Обсуждение: Alternative to drop index, load data, recreate index?

Поиск
Список
Период
Сортировка

Alternative to drop index, load data, recreate index?

От
"Jason L. Buberel"
Дата:
When loading very large data exports (> 1 million records) I have found it necessary to use the following sequence to achieve even reasonable import performance:

1. Drop all indices on the recipient table
2. Use "copy recipient_table from '/tmp/input.file';"
3. Recreate all indices on the recipient table

However, I now have tables so large that even the 'recreate all indices' step is taking too long (15-20 minutes on 8.2.4).

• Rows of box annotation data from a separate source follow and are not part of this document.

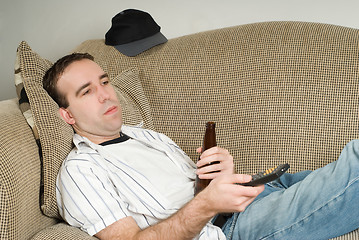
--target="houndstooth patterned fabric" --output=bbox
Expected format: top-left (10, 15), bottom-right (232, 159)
top-left (76, 22), bottom-right (358, 173)
top-left (2, 22), bottom-right (359, 240)
top-left (72, 22), bottom-right (359, 239)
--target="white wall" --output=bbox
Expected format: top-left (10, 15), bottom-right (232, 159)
top-left (0, 0), bottom-right (359, 100)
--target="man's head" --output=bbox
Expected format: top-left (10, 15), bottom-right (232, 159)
top-left (43, 53), bottom-right (122, 143)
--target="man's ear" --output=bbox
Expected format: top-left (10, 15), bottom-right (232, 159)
top-left (59, 107), bottom-right (75, 125)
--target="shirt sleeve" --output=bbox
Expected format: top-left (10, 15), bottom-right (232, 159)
top-left (56, 160), bottom-right (129, 236)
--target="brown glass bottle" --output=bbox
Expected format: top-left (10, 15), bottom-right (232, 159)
top-left (195, 122), bottom-right (217, 195)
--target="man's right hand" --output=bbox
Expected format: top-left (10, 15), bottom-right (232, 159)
top-left (196, 174), bottom-right (264, 216)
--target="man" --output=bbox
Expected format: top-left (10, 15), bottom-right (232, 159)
top-left (44, 54), bottom-right (359, 239)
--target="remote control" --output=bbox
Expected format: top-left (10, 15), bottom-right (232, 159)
top-left (239, 163), bottom-right (289, 187)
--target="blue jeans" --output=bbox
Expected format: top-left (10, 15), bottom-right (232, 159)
top-left (222, 140), bottom-right (359, 240)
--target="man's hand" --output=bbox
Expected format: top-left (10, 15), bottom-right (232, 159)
top-left (197, 174), bottom-right (264, 214)
top-left (196, 147), bottom-right (234, 179)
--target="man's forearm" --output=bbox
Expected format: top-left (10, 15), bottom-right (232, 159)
top-left (135, 194), bottom-right (216, 240)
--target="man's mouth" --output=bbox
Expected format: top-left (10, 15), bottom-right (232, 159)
top-left (105, 106), bottom-right (117, 115)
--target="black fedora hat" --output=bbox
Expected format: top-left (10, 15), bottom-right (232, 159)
top-left (105, 9), bottom-right (167, 57)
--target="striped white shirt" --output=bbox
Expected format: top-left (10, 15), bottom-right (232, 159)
top-left (56, 126), bottom-right (225, 240)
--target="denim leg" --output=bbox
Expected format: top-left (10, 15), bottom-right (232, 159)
top-left (223, 140), bottom-right (359, 240)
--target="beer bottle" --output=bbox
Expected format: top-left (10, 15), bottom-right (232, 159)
top-left (195, 122), bottom-right (217, 195)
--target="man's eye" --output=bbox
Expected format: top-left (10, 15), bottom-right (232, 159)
top-left (82, 89), bottom-right (90, 96)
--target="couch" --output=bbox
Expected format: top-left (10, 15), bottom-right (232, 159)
top-left (0, 21), bottom-right (359, 240)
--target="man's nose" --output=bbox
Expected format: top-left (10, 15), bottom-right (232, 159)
top-left (97, 87), bottom-right (110, 103)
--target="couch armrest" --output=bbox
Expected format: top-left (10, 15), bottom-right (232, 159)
top-left (0, 99), bottom-right (56, 239)
top-left (31, 223), bottom-right (98, 240)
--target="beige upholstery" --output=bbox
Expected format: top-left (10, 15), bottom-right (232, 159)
top-left (0, 22), bottom-right (359, 239)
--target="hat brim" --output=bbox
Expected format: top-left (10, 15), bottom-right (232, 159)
top-left (114, 32), bottom-right (167, 57)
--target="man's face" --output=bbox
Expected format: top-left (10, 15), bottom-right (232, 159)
top-left (57, 59), bottom-right (122, 143)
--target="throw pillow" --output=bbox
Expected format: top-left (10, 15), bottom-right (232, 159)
top-left (15, 41), bottom-right (153, 218)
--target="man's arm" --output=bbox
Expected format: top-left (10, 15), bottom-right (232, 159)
top-left (96, 174), bottom-right (264, 240)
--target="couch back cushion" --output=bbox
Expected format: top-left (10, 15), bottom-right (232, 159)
top-left (75, 22), bottom-right (359, 173)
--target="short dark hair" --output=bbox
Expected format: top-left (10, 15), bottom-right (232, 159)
top-left (42, 53), bottom-right (94, 108)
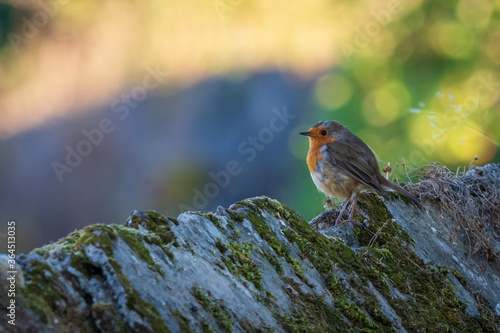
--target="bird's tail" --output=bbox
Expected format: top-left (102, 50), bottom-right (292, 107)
top-left (378, 175), bottom-right (422, 205)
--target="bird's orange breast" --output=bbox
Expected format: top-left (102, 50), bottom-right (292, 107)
top-left (307, 135), bottom-right (335, 172)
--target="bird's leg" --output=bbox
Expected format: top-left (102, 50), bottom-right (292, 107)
top-left (335, 198), bottom-right (351, 225)
top-left (344, 192), bottom-right (359, 222)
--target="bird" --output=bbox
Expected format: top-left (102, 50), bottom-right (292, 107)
top-left (299, 120), bottom-right (421, 225)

I am considering moving to date-based partitioned tables (each table = one month-year of data, for example). Before I go that far - is there any other tricks I can or should be using to speed up my bulk data loading?

Thanks,
jason

Re: Alternative to drop index, load data, recreate index?

От
Jeff Davis
Дата:
On Mon, 2007-09-10 at 17:06 -0700, Jason L. Buberel wrote:
> When loading very large data exports (> 1 million records) I have
> found it necessary to use the following sequence to achieve even
> reasonable import performance:
>
> 1. Drop all indices on the recipient table
> 2. Use "copy recipient_table from '/tmp/input.file';"
> 3. Recreate all indices on the recipient table
>
> However, I now have tables so large that even the 'recreate all
> indices' step is taking too long (15-20 minutes on 8.2.4).
>
> I am considering moving to date-based partitioned tables (each table =
> one month-year of data, for example). Before I go that far - is there
> any other tricks I can or should be using to speed up my bulk data
> loading?

If you create the indexes with CONCURRENTLY, then you can write to the
tables while the indexes are being created. That might help reduce your
downtime window.

Regards,
    Jeff Davis


Re: Alternative to drop index, load data, recreate index?

От
"Scott Marlowe"
Дата:
On 9/10/07, Jason L. Buberel <jason@buberel.org> wrote:
>
>  When loading very large data exports (> 1 million records) I have found it
> necessary to use the following sequence to achieve even reasonable import
> performance:
>
>  1. Drop all indices on the recipient table
>  2. Use "copy recipient_table from '/tmp/input.file';"
>  3. Recreate all indices on the recipient table
>
>  However, I now have tables so large that even the 'recreate all indices'
> step is taking too long (15-20 minutes on 8.2.4).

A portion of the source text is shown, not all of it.